The report emphasises that growing first and cleaning up later is no longer an option for developing nations. It rebuts an argument mounted by emerging industrial giants China and India that developing nations are entitled to leeway on carbon emissions while lifting their people out of poverty.
The UN says that the goal is clear; reduce poverty, increase prosperity but leave a smaller carbon footprint. Achieving balance is paramount because Asia-Pacific's most economically vulnerable people face the most serious consequences of climate change. More than 700 million people in the region live in poverty while also exposed to high risk of climate change effects.
The UNDP report describes as a "startling contrast", that though per capita greenhouse emissions from the region are among the world's lowest, their share of the global total is almost one third. Asia-Pacific countries burn more than 80 per cent of the world's coal used directly for industrial production and 85 per cent of the region's primary energy is generated from coal, oil and natural gas. Asian countries generate 37 per cent of global emissions from agriculture, including deforestation.
Thus the dilemma facing us is related to the fact that Asian growth is reducing global inequality, but does so in a way that is mortgaging the future and is likely to negatively impact future generations. We should be interested in giving people choices which allow them to live a healthy, long life. But we must do this in a way that does not mirror the unsustainable the consumption patterns of the Western world.
Despite consumption growth rates of 5 per cent or more, one in 10 people in the Asia-Pacific region suffer from ''chronic under-consumption'' with minimum dietary intake, a quarter have no electricity.
The UN report says that the battleground between growing consumption and climate change will be fought in the world's mega-cities, half of which are in the Asia-Pacific region. By 2026, more than half of the region's population will live in a city. While cities occupy just two per cent of the land in Asia, they contribute more than two-thirds of greenhouse gases, particularly from transport and electricity.
But such mega-cities are also going to be at huge risk as our climate changes. Low-lying mega-cities, for example, are not only the engines of future climate change, but also its most likely victims, with poor people in cities having a limited ability to adapt to a changing climate.
As is so common with UN reports, it inadequately addresses the role of the private sector in moving towards economic growth, which is more consistent with sustainable development.
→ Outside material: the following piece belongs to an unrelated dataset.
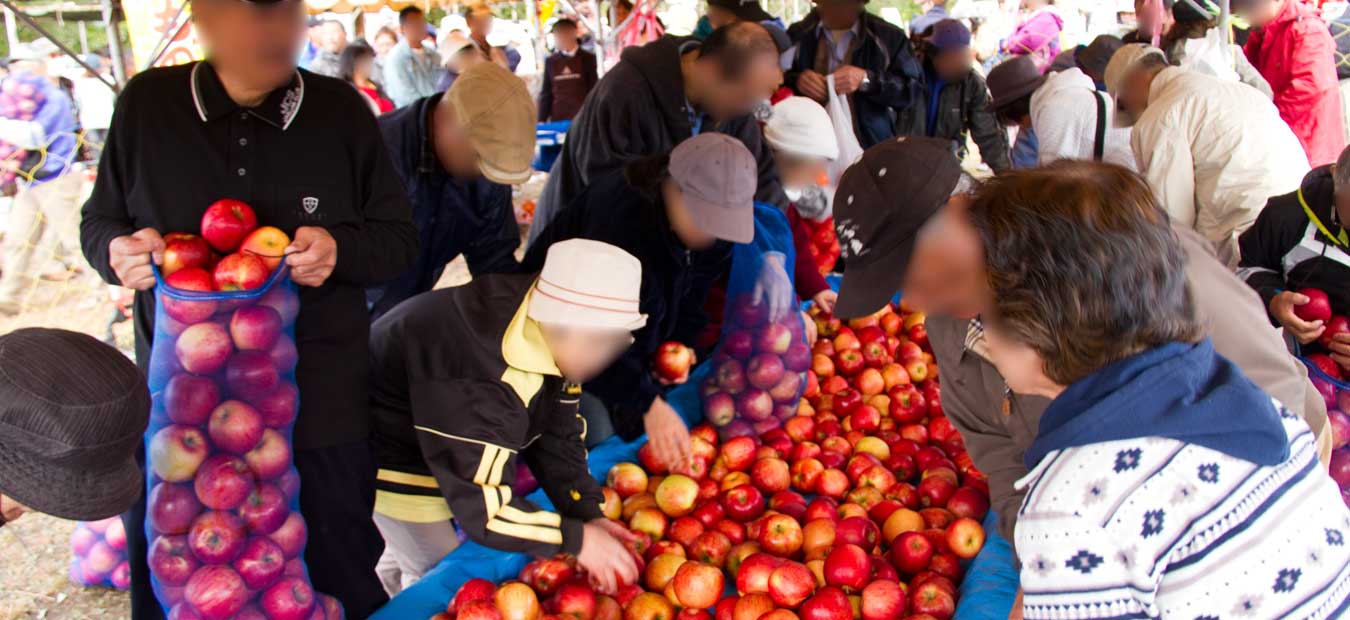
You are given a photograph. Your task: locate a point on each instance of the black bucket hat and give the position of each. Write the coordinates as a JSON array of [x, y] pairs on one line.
[[72, 415]]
Large businesses in the region really need to take a lead on these issues, demonstrating that growth can be achieved without significant impacts and the environment and that simply doing business with poor people in mind can alleviate poverty.
Indeed, many companies in the region are certainly more advanced in their approaches to environmental challenges that the governments in the countries where they operate. If the UN were to put a greater emphasis on the role of the private sector in finding solutions to unsustainable growth, rather than talking only to governments, we might just move forward much faster.